As many have pointed out this would not only be illegal in the US because of the First Amendment it would also almost certainly be a breach of the European Convention on Human Rights which protects the right to free expression.

Tim Luckhurst, professor of journalism at the University of Kent has launched a vigorous attack on the Puttnam amendments.

“Not satisfied with prior-restraint alone, the wreckers also wish to punish newspapers that do not submit to state-sanctioned regulation by obliging them to pay exemplary damages if defeated in actions for libel or invasion of privacy,” Luckhurst argues.

Lord Lester QC who has been fighting for libel reform for years has noted that such a state of affairs is only seen in a small number of former Soviet states.

Those Conservatives who supported the amendments included, rather surprisingly, Lord Fowler, once a journalist on The Times and a former chairman of the Birmingham Mail and Post.

Another peer, Lord Skidelsky went even further. His contribution to the debate has been to suggest that a statute-underpinned regulator should be able to ban stories that were true but for which there was “no sufficient reason” to publish.

Who exactly would decide whether there was sufficient reason to publish a story or not and what sense could such a suggestion make in the Internet age?

Lord Puttnam and his supporters have at least managed to demonstrate one thing beyond a shadow of a doubt – just how easy it would be to toughen press legislation on subsequent occasions if David Cameron’s Rubicon were ever to be crossed.

Supporters of statutory involvement in press regulation have ridiculed the slippery slope argument. We have now seen just how easy it could be.

Of course Lord Puttnam and his supporters were probably only trying to express their frustration at the opposition to full implementation of the Leveson recommendations while at the same time putting one over on the Government.
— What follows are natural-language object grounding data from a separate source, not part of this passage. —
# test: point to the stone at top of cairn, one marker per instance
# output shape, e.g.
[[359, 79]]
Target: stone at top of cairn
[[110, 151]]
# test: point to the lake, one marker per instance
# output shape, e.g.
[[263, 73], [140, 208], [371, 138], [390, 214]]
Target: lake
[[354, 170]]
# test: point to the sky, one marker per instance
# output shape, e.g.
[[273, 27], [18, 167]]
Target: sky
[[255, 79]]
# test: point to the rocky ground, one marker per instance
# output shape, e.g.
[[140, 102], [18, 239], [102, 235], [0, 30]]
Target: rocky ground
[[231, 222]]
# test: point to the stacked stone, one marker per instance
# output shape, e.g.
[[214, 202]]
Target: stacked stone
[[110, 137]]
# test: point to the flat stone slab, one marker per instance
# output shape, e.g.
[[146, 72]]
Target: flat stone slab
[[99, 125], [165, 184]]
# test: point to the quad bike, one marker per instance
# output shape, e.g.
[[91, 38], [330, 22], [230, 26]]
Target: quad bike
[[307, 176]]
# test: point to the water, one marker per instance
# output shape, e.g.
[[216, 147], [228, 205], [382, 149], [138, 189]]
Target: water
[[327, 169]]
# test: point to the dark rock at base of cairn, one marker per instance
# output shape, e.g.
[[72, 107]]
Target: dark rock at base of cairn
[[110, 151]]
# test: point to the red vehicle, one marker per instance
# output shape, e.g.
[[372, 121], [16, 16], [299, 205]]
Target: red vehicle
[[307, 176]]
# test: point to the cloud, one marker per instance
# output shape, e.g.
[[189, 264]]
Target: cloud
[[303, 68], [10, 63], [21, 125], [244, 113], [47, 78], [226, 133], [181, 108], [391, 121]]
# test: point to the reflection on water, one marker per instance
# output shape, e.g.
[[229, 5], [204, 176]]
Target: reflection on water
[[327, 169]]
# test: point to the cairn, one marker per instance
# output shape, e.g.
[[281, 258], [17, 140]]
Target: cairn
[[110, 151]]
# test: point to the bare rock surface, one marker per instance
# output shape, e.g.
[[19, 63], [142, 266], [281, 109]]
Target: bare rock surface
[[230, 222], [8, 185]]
Labour has denied that the plan was to hijack the Defamation Bill, though it is clear the bill was being used for a purpose for which it was never intended.

The damage done as a result of the political gamesmanship looks like being very great, even though the Puttnam amendments will not pass into law.

The Prime Minister has been making it clear this week that the amended bill would not now be accepted in the House of Commons, its next stage on the way to becoming law. Instead, an impasse has been reached which could turn into a permanent state of limbo for a bill that has been three years in the making.

Cameron wants the Liberal Democrats to support the removal of the Puttnam amendments. They in turn believe that Leveson issues should be addressed only in all-party talks.

The Defamation Bill would have introduced new statutory defences of truth and honest opinion to replace the much more vague common law defences of justification and fair comment.

And yes we are starting to talk of the past tense here. It would also have removed the present presumption in favour of a jury trial on libel issues and included a requirement for claimants to show that they had suffered serious harm before being able to sue for defamation.

There would even have been greater protection for the operators of websites as long as they complied with procedures to try to resolve disputes directly between the complainant and the author.

It all adds up to an important package of reform that may now be lost courtesy of Lord Puttnam and chums.

You really can cause absolute mayhem and serious harm from the very best of intentions.

The current Defamation Bill row also highlights the mess the post-Leveson world is still in two months after Cameron insisted he would not end three hundred years of press freedom under the law by introducing statutory underpinning.

It is now more than time to push ahead with a non-statutory regulator as quickly as possible and you can be sure that David Cameron has more weighty things to worry about than the future of the press.

To help speed up the process it may be time to thank the Hacked Off campaigning group for its contribution to national debate and end their apparently ready access to ministers. They really have entertained us long enough.